The sisters are almost depressingly realistic in their belief that abuse cannot be totally eradicated this side of heaven. It’s why they envision their order less as the church’s first-string players against abusers than its coaches, putting their safeguard training to work to identify institutional weak points in order to change the church’s culture of accountability. “We think we can outsource our danger,” Danielle Victoria said. “We’re never going to create a completely safe environment. What is safe is knowing your own potential for danger and for harm.”

Board member Paul Fahey believes the sisters have the potential to change church culture from the bottom up through their work, whether it’s working with church leadership to reform systems, providing a physical place of welcome for survivors among their community at their mother house, or reaching those scandalized by the church through their digital apostolate. For the sisters, Descent into Light is the first step in that work. In showing their own wounds in such a public and vulnerable way, the sisters are letting other abuse survivors know they are not alone, and that someone wants to hear their stories. With their order, the sisters plan to help abuse survivors figure out how they too can build something beautiful and new on top of the ashes. But first, they must give them the tools.
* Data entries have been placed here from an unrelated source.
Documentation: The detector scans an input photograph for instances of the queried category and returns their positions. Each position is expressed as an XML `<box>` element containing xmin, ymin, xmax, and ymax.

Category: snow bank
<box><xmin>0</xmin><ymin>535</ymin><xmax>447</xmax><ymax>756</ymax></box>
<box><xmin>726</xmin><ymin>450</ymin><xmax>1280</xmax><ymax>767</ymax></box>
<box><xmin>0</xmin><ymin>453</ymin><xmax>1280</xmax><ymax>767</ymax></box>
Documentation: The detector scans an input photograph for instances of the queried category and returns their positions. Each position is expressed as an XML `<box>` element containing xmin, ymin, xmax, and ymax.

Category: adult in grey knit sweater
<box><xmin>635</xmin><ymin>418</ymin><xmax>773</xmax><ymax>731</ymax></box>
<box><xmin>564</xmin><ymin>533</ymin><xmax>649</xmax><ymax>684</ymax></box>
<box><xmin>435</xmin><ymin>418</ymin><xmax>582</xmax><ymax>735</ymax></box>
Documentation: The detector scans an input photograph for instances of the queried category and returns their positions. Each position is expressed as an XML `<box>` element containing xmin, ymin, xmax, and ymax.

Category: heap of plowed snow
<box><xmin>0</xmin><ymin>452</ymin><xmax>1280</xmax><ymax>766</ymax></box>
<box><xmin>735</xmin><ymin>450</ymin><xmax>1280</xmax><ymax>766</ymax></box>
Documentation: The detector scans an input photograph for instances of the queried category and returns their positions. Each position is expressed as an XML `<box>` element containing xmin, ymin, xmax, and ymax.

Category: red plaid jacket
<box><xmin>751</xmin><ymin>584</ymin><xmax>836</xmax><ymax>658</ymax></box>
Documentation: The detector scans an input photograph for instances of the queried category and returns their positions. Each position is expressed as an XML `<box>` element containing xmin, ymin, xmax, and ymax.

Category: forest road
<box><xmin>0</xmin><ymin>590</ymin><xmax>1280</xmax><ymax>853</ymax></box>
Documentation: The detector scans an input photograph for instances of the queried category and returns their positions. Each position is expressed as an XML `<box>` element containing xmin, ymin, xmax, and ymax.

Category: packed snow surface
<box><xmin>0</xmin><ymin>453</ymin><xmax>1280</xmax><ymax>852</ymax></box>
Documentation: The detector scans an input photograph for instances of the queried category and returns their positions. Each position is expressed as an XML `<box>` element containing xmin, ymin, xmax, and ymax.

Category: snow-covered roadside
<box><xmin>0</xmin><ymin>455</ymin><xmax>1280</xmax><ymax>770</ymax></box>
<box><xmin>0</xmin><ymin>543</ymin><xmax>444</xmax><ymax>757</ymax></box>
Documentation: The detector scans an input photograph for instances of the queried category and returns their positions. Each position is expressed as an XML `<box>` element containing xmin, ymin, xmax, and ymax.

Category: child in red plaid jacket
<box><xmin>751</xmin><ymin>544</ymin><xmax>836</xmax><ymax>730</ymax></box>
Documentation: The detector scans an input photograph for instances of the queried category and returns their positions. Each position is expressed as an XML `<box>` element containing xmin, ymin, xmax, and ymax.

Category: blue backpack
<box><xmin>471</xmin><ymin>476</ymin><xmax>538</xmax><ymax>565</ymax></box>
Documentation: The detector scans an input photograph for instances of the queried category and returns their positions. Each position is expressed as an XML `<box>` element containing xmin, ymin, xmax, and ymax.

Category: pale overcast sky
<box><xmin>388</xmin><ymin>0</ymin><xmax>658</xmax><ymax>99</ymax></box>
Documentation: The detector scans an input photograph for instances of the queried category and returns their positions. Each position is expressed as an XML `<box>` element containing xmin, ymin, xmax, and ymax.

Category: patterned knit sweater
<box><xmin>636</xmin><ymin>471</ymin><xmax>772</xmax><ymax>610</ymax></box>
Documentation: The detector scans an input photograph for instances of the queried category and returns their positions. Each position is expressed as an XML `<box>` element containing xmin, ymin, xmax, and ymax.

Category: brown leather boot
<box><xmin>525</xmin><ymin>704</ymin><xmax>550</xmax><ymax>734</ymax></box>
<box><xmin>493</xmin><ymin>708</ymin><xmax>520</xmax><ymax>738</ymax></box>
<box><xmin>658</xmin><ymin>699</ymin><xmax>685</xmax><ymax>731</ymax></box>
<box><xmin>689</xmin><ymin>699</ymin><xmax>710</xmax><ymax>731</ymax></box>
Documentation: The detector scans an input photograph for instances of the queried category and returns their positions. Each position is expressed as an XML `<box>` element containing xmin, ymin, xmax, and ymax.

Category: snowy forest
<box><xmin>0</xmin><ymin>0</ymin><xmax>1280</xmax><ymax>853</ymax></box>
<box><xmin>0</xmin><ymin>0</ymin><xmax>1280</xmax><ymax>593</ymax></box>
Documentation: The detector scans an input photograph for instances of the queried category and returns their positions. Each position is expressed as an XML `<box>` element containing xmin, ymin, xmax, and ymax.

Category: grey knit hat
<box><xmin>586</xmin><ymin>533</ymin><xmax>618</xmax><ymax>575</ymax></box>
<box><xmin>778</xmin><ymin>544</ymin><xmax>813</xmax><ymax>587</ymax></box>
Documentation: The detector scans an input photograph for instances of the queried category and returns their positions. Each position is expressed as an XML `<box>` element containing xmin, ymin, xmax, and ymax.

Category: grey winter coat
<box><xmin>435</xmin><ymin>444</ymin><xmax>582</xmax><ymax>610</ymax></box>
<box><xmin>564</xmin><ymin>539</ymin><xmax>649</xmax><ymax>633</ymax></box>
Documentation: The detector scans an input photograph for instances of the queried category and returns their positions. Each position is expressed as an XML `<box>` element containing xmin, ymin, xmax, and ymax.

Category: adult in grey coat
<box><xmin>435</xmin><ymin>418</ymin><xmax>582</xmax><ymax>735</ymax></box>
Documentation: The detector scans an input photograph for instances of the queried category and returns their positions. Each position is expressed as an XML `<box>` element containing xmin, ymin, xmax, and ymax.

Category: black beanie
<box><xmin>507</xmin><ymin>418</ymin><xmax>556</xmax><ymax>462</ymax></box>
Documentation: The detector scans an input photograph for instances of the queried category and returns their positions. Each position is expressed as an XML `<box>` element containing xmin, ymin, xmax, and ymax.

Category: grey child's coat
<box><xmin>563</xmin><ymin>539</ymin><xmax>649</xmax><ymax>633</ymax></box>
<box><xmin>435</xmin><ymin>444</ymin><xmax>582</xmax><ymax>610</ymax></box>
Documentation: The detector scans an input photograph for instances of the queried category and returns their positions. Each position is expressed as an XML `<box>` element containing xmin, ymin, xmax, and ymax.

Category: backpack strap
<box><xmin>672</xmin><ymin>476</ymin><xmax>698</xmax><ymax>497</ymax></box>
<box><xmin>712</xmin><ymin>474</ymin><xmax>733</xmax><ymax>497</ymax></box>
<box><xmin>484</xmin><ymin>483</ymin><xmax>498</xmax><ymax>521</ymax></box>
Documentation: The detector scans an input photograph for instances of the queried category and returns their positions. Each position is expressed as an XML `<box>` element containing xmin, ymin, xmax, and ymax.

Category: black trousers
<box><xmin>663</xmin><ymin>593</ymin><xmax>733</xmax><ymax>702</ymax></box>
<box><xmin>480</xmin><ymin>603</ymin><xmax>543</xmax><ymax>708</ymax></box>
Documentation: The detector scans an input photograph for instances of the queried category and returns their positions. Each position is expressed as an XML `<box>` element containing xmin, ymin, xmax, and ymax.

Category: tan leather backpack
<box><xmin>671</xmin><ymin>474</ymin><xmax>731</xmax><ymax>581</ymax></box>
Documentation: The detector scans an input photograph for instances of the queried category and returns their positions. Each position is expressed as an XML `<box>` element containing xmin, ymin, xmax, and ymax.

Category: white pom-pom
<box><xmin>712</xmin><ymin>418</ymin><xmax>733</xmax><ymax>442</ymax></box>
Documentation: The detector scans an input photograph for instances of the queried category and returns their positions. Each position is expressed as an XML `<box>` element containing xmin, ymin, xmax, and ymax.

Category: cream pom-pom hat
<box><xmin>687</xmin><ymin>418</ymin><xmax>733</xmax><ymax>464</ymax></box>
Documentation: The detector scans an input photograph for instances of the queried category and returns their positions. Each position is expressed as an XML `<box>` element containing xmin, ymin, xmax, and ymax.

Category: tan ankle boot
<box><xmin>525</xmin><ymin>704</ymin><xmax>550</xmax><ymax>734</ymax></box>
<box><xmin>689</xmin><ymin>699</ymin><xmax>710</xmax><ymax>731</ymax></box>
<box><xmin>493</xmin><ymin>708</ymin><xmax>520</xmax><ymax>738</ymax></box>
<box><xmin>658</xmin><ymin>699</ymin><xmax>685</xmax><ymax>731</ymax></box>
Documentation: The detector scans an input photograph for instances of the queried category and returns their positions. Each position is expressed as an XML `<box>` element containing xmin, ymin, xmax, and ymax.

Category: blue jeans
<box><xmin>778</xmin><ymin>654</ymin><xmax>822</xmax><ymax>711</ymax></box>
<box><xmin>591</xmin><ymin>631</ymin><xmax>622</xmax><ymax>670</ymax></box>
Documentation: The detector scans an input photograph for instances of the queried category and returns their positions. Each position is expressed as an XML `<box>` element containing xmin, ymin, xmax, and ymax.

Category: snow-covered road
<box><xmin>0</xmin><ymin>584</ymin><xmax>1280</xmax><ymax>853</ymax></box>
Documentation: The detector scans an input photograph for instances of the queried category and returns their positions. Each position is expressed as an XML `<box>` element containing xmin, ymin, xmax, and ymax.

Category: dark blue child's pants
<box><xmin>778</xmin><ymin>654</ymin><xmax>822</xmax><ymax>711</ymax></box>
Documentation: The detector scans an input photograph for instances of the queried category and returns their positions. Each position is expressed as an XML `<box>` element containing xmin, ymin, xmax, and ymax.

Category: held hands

“If I don’t have the vocabulary to understand my own experience, that’s like another layer of injustice, because without that vocabulary I’m not able to talk to others and get support,” said Fahey, a limited licensed counselor who hosts workshops on spiritual abuse. “[The sisters’] podcast has given people a vocabulary, not only to understand their own experiences and for their own healing, but also to know what are the bad experiences when talking about spiritual coercion. That equips people to just say, ‘I don’t need to tolerate this anymore.’”
“I think reform really happens there too, when on the ground, enough Catholics say, ‘We don’t want to put up with it,’” Fahey said. But the cultural reticence surrounding abuse in many Catholic spaces means the average person doesn’t always know how to articulate something that can be as slippery as grooming, or manipulation by a clergy member in the guise of spiritual direction. A gut feeling that something isn’t right isn’t always enough to advocate for justice.
In ministering to the abused, the Sisters of the Little Way intend to restore this essential aspect of the Christian gospel to the center of the church. “Vulnerability is the way in which God emptied himself to enter into our human experience,” Danielle Victoria said. “He’s elevated and dignified our vulnerability to something sacred.”